NatWest Trustee and Depositary Services view
NWTDS responded to the consultation, considering our response through the lenses of investor protection and strong governance, which are core to our purpose. Our response focussed on themes such as how we can grow the UK as a global centre for funds; how we can enhance the ‘shop front’ of fund product types; our insights into the UK-wide nature of the industry; and the key role that ESG will play in terms of the future growth and competitiveness of the industry in the UK.
Growing the UK as a global funds centre
In our response we noted that whilst the UK is a global centre for investment management it ranks behind leading fund domiciles such as Ireland and Luxembourg, as evidenced by EFAMA’s March 2021 Quarterly Statistical Release, which shows the UK is the fifth largest domicile for UCITS and AIF funds.
To prevent further investment fund outflows from the UK to Europe, we argued that the government’s aim should be to promote the UK as an attractive location to domicile funds due to its high standards of governance and investor protection. This will require the government, industry and regulators to work together to create a dynamic UK funds regime, followed by clear promotion of the UK to send a strong message that the UK is ‘open for business’.
The role of depositaries in marketing the UK as a global funds centre
We noted that the UK has a high global reputation for fund governance and investor protection, and that the depositary is a key part of this process. Arguably there is less awareness of the key role that the independent UK depositary plays in supporting the UK’s international reputation, and so we noted that well-regulated UK depositaries provide a vital oversight function for UK funds, in the best interests of end investors, contributing to the UK’s overall reputation for strong governance.

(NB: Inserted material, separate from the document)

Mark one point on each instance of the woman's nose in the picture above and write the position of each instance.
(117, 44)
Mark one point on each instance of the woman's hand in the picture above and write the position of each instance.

Fund types and the UK’s ‘shop front’
We support the rebranding of the NURS regime as “UCITS Plus” or an equivalent label, as we feel that this better reflects its nature, and aligns with the popularity of the UCITS among retail investors. It is important to have an attractive and diverse ‘shop front’ of trusted fund types to support the international competitiveness of the regime.
To meet the needs of domestic and international investors we therefore noted that the UK must enhance its existing fund range and introduce new fund structures such as the Long Term Asset Fund (LTAF) and the Onshore Professional Fund (OPF) regime to fill a gap in the UK fund regime.
A UK-wide industry
We consider the UK funds regime to be truly UK-wide, investing in jobs and skills across the country. As the industry as a whole looks to deliver value for end investors, we noted that locations beyond London and the South East are likely to grow and we argued that firms will benefit from government support to help achieve this. As a depositary with significant resources in both London and Edinburgh we are an example of an organisation investing in jobs and skills across the UK.
Seizing the opportunities of ESG
The UK has an opportunity to become a pre-eminent global centre for responsible and sustainable investment, responding to increasing demand from investors for products that deliver long-term value and patient capital. We see significant benefit in having an independent party with the right access to data, which already plays a significant role in the operation of the fund, providing oversight and verification of stated performance criteria, to support overarching fiduciary duties to investors.
The UK government and regulators are in the process of considering what the regulatory regime is to look like going forward, and the call for input has been a critical initial part of this. There are clearly opportunities to ‘level up’ the industry so that it is more competitive internationally, whether that be through reforming fund types, increasing focus on ESG, and growing skills and talent across the UK. Central to the UK regime’s attractiveness however is its reputation for strong governance and investor protection: looking forward, this will remain critical as the UK seeks to become the leading international funds domicile.